Water seeps through concrete in one of the chambers of the Cocoli Locks in the Panama Canal.
Water seeps through concrete in one of the chambers of the Cocoli Locks in the Panama Canal.

 

The Panama Canal Authority (ACP) said Monday that a crack that has formed in one of the new locks making up the expanded Panama Canal should not impact the ‘Third Set of Locks’ project completion timeline, but the scope of the repairs needed to fix issue has not been revealed.

The crack formed in what is known as the sill in one of the chambers of the new Cocoli Locks, located on the Panama Canal’s Pacific side, during the filling and testing stage. Video obtained by gCaptain this weekend showed water leaking through a crack that spans nearly the width of the lock chamber, just below one of the giant rolling gates. 

VIDEO: Big Crack Forms in New Panama Canal Locks

“Earlier in June, the filling of the new locks began, signaling the start of a deliberate and methodical phase of operational testing. This stage of testing is meant to detect and correct any imperfection,” a statement issued Monday by the ACP said.

“As part of this testing, some water-filtration issues were detected in a specific area of the new Cocoli Locks, located on the Pacific side of the waterway. The imperfection was detected in the step that divides the middle chamber of the locks from the lower chamber, known as lockhead 3,” the ACP added.

“At this time and based on preliminary evaluations, the project’s completion timeline as well as the expected date for commercial operation are not expected to change,” the ACP statement said.

The ACP said it is working with the contractor for the Third Set of Locks project, Grupo Unidos por el Canal, S.A., or GUPC, to resolve the issue. GUPC is ultimately responsible for the successful delivery and performance of the new locks, and the ACP has said that any imperfections or defects will not meet the quality requirements laid out in their contract with GUPC.

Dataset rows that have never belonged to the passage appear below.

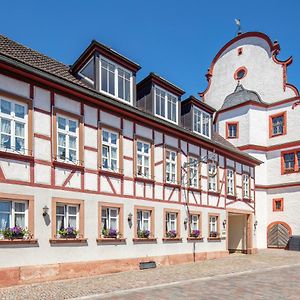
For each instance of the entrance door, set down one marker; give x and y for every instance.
(278, 236)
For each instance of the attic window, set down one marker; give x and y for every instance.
(87, 72)
(240, 73)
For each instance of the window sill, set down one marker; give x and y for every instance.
(190, 238)
(68, 241)
(217, 239)
(18, 242)
(144, 240)
(193, 189)
(213, 193)
(111, 240)
(16, 156)
(173, 185)
(146, 180)
(172, 239)
(67, 165)
(110, 173)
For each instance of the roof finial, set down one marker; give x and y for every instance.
(239, 27)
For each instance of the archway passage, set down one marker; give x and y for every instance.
(278, 235)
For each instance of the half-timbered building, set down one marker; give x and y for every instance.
(98, 173)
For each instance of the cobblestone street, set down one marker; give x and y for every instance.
(270, 274)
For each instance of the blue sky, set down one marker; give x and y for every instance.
(176, 39)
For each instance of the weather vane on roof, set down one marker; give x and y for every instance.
(238, 24)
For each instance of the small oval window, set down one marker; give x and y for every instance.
(240, 73)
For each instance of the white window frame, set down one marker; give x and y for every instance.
(201, 115)
(107, 219)
(193, 222)
(109, 146)
(230, 187)
(116, 76)
(13, 120)
(83, 76)
(66, 215)
(212, 177)
(213, 224)
(144, 156)
(141, 219)
(230, 131)
(167, 95)
(193, 169)
(12, 212)
(170, 221)
(246, 186)
(170, 163)
(68, 134)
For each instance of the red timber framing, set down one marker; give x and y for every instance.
(85, 97)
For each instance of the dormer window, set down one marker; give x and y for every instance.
(115, 80)
(166, 105)
(202, 122)
(87, 72)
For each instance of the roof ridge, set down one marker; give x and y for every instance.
(32, 50)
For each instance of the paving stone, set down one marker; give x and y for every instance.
(277, 284)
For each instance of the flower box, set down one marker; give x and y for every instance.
(111, 233)
(16, 232)
(195, 233)
(143, 234)
(68, 233)
(171, 234)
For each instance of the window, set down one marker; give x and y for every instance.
(232, 130)
(171, 224)
(67, 216)
(171, 168)
(194, 224)
(115, 80)
(193, 172)
(213, 226)
(166, 105)
(143, 220)
(212, 177)
(289, 162)
(143, 159)
(246, 186)
(109, 150)
(87, 72)
(67, 137)
(240, 73)
(13, 126)
(13, 213)
(202, 122)
(230, 182)
(277, 124)
(278, 204)
(194, 219)
(110, 220)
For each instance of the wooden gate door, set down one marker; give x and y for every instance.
(278, 236)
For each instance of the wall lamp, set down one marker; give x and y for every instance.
(45, 210)
(129, 218)
(224, 224)
(255, 225)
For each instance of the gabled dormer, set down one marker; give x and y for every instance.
(160, 97)
(108, 72)
(197, 116)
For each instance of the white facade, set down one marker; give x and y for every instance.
(266, 76)
(40, 177)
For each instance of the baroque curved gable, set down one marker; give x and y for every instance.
(265, 73)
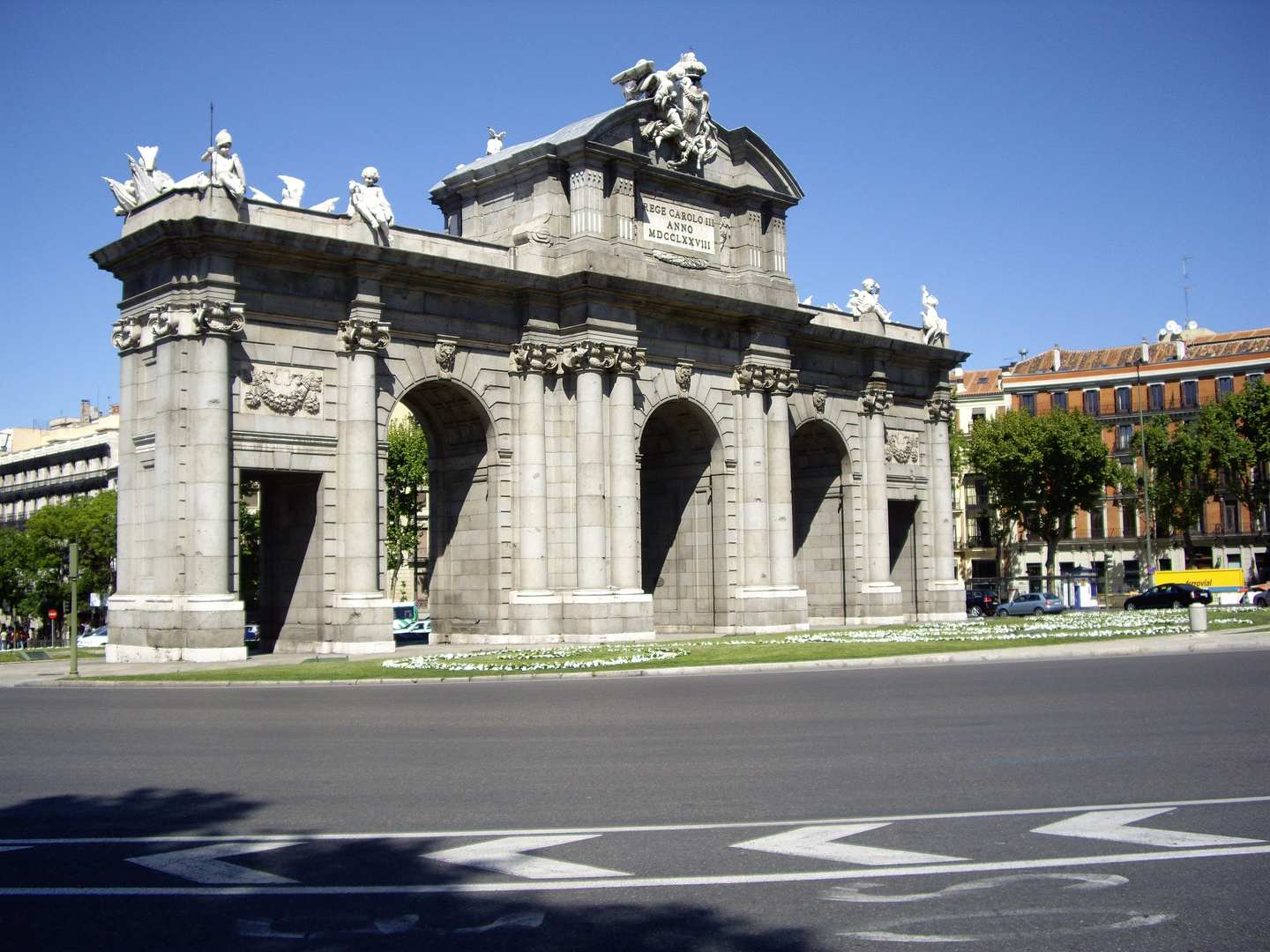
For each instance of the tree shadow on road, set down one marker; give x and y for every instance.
(343, 918)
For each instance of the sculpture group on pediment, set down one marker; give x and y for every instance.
(863, 301)
(283, 391)
(366, 198)
(935, 328)
(683, 108)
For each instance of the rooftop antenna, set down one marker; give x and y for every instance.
(1186, 287)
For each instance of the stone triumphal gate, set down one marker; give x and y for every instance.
(632, 423)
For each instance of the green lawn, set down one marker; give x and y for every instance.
(753, 649)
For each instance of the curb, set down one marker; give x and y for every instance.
(1047, 652)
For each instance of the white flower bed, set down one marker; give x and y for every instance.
(1073, 625)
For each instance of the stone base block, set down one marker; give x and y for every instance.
(358, 617)
(767, 611)
(882, 603)
(945, 602)
(176, 628)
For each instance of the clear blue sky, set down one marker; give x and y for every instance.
(1042, 167)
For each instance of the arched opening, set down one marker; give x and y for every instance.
(680, 524)
(820, 524)
(461, 569)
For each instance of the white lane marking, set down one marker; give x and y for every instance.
(1110, 825)
(611, 883)
(1132, 920)
(508, 856)
(204, 863)
(817, 843)
(1074, 881)
(661, 828)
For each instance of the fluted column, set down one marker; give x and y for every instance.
(780, 501)
(940, 412)
(874, 404)
(624, 484)
(755, 528)
(358, 504)
(533, 361)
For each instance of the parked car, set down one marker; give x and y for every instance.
(421, 628)
(1172, 596)
(979, 602)
(93, 639)
(1033, 603)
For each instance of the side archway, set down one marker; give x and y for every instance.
(822, 524)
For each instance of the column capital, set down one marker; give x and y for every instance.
(528, 357)
(875, 397)
(363, 334)
(940, 407)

“GUPC has the obligation to ensure the long-term performance on all aspects of the construction of the locks and to correct this issue,” the ACP statement said. “Moreover, GUPC’s contract with the ACP dictates that the group is responsible for modifications and corrections.”

Vice President of Finance at the ACP Francisco Míguez said in an interview Monday that contractor GUPC should bear all costs associated with the repair of the locks.

Neither the ACP or GUPC have said what sort of repairs will be required to fix the leaks.

The Panama Canal expansion involves the construction of a third lane of traffic that will allow the passage of larger ships.  The project, costing more than $5 billion, now stands at more than 90% complete. As of now, the new locks are expected to become operational in April 2016. 

The new Pacific and Atlantic lock complexes have a combined 16 rolling gates, 8 on each side.

The GUPC consortium is led by Sacyr Vallehermoso of Spain, along with Impregilo of Italy, Jan De Nul of Belgium and Constructura Urbana, SA (CUSA) of Panama.